I genuinely feel hard done by. Do you realise what you can get up to in an hour? If I ask my wife she might say: “Look at another boring hour of sport on the telly.” And she has a point, games can be boring (but never hurling). If I mention one hour in the marital bed my beloved might reply “boring” also, “ah, not really but not quite enticing” might be her reply. Oh dear. Happens, I guess, after 40 plus years of marriage.
On the other hand – you could hear two Masses depending on who’s saying them. You could walk the Ring Road – twice – depending on your fitness and athleticism. You could enjoy, if that’s the appropriate word, a session in the gym, have a couple of pints with friends, play poker, squash, tennis whatever.
In one hour you could have a pleasant lunch in any of our excellent cafes. You could have a haircut. A manicure. A pedicure. You could fly to Manchester. To Liverpool. You could play a game of snooker if you knew where to find a table (the Home Rule Club).
Now, and this is something worth thinking about – you could do NOTHING for one hour. Doing nothing for one hour seems simple. It is not. It’s difficult. Impossible almost. Why? Because there’s always something to be done, or something that we are told to do: mow the lawn, clean the gutters, trim the hedge, paint the fence. I could go on.

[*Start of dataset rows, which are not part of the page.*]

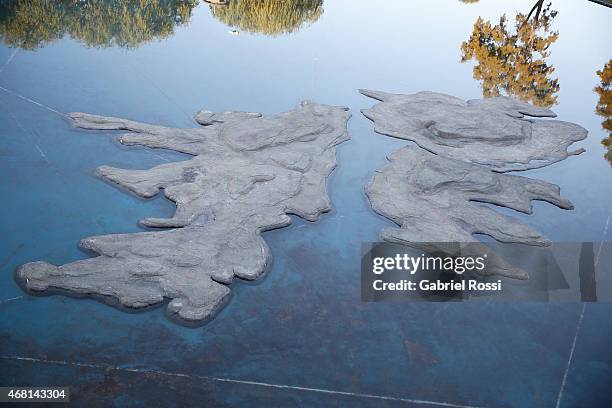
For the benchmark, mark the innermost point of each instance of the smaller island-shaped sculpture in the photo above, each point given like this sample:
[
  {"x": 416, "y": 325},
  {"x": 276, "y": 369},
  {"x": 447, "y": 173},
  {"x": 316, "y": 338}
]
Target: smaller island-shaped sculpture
[
  {"x": 247, "y": 174},
  {"x": 435, "y": 200},
  {"x": 494, "y": 132}
]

To do nothing for one hour is an art form in itself – one that I’ve been working on for years but still haven’t perfected though my beloved might disagree. Bottom line is – you can do a hell of a lot in an hour. An hour I don’t want to be robbed of.
The person to blame for robbing us of this hour is one William Willett (the great-great-grandfather of Coldplay’s Chris Martin) who was born in Surrey in 1856. While out horse riding early one sunny morning he noticed that most people were fast asleep in their beds. What a waste of good daylight he thought and in 1907 he wrote, and self-published, a pamphlet called The Waste Of Daylight.
Willett [pictured] suggested that not only would people get an extra hour of daylight to enjoy by putting the clock forward but at a time when public lighting was turned off during the night over two million pounds could be saved in lighting costs! Willet’s idea was well received by David Lloyd George (Prime Minister of the United Kingdom (1916-1922), Arthur Conan Doyle (the creator of Sherlock Holmes) and Winston Churchill.
Yet, despite its obvious advantages it was not introduced. It wasn’t until the horrors of the First World War and with coal running desperately short that Willett’s proposal gathered momentum. In fact the Germans, suffering their own fuel crisis, passed their Daylight Saving Bill first in April 1916. Great Britain passed its own a month later. Sadly William Willett never got to witness the introduction of his bright idea as he died in 1915.